Lorsque je rentre chez moi ce soir là, je n'ai toujours pas réussi à chasser mes idées noires. Mes clés ouvrent la serrure de mon appartement avec lenteur. Tous mes gestes sont ralentis, obscurci. Comme si un voile noir s'était posé sur mes yeux, sur mon esprit, m'empêchant ainsi de réfléchir de façon cohérente. Enfin, le cliquetis de la serrure se fait entendre et je ne traîne pas pour entrer dans mon appartement. Un mouvement plus tard et la porte se referme dans un claquement sonore alors que je pose mes clés sur la commode avec un soupir profond.

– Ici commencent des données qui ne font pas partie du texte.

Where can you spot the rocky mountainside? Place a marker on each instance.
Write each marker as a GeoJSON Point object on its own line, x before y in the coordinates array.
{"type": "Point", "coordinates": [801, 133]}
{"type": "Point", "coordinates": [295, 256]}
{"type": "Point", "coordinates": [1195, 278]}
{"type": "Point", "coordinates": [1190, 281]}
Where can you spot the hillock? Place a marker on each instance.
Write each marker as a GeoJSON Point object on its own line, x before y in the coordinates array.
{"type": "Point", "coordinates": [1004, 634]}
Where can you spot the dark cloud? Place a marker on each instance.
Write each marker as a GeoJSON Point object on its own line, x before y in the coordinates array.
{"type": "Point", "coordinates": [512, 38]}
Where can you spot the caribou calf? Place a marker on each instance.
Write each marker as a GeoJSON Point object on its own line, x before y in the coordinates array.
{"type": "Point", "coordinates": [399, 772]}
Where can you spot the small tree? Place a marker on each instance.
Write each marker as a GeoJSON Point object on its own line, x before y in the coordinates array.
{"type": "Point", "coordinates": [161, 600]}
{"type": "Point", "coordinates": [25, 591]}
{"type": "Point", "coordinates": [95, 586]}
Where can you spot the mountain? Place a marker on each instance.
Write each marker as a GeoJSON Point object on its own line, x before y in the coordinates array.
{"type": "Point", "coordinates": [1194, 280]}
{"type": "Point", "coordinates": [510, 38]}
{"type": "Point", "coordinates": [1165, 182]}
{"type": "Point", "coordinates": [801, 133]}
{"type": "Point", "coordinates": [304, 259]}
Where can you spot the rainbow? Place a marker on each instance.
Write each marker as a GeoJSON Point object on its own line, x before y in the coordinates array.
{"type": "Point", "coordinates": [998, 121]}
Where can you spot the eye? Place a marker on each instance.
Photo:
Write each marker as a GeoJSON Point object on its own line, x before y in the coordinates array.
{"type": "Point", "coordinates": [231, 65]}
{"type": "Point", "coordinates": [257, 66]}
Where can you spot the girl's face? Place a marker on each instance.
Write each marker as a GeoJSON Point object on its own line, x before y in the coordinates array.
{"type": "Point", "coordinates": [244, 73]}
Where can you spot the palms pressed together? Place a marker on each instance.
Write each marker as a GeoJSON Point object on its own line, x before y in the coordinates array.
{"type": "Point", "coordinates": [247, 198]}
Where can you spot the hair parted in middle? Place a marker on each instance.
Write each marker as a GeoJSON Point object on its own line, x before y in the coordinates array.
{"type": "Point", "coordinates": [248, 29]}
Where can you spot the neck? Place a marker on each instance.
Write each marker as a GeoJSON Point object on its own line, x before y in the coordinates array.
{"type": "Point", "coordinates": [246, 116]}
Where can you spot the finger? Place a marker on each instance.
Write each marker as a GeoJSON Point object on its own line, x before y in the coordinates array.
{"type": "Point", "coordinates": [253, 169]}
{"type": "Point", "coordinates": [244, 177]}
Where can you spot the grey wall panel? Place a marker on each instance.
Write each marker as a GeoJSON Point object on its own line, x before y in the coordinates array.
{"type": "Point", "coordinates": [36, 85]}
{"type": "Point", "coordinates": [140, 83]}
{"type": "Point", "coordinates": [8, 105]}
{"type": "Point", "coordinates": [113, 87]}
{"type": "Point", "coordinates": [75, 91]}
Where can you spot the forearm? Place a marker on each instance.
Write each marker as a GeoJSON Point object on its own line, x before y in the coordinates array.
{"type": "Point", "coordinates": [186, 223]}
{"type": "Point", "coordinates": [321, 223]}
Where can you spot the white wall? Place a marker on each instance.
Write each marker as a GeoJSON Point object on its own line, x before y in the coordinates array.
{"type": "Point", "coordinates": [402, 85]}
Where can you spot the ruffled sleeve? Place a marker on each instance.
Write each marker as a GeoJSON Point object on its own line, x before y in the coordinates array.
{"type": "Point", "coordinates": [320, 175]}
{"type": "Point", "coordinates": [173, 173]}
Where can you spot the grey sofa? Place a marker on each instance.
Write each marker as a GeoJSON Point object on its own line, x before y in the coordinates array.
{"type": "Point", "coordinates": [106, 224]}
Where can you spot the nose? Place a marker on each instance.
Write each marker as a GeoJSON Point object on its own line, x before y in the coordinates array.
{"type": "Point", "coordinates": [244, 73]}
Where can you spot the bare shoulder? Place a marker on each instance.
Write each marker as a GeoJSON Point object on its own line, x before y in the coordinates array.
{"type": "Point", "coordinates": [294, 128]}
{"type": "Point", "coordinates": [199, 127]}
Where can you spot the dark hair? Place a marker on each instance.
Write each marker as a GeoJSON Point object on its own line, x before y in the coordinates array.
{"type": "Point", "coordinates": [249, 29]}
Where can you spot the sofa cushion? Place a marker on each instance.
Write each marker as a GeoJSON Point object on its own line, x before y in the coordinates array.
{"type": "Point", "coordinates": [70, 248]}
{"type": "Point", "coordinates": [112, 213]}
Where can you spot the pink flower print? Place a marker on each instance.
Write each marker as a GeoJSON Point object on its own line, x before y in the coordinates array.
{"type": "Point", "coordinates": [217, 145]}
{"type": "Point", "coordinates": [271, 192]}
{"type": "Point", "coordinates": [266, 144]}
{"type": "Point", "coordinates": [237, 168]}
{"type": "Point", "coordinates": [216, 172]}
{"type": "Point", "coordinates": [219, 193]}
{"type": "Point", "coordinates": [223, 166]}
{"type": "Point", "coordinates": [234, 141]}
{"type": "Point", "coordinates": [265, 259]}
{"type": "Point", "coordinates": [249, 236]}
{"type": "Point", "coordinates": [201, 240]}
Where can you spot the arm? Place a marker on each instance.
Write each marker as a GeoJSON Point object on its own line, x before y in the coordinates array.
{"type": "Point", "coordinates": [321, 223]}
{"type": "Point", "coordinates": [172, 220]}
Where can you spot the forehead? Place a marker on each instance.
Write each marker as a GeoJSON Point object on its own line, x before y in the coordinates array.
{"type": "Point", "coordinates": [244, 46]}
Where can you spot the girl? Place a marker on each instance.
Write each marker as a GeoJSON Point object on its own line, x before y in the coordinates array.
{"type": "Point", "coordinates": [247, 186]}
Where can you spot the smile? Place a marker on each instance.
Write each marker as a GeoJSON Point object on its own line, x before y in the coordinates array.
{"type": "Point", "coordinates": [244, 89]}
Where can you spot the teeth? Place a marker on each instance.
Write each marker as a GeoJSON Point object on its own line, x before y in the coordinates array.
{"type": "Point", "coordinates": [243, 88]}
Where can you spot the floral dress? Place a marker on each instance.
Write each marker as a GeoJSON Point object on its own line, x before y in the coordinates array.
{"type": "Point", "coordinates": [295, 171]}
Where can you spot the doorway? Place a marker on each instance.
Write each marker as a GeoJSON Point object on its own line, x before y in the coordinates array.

Je ne sais pas pourquoi je suis fatiguée ainsi. De tout, de rien. Mon monde a perdu de ses couleurs depuis qu'il m'a quitté. Depuis qu'il est parti. Nouveau soupir alors que j'ouvre le frigo pour en saisir une bouteille d'eau. Quelques gorgées tout au plus, alors que mes pensées voyagent encore dans ce passé que j'ai en commun avec lui. Homme charmant, véritablement. Enfin, c'était ainsi que je le voyais. Avant qu'il ne me laisse pour une autre. Les mots résonnent encore à mes oreilles alors que l'empreinte de son dernier baiser sur mon front semble brûler ma peau.
- T'es une fille bien Sam, mais vraiment, j'ai besoin d'autre chose.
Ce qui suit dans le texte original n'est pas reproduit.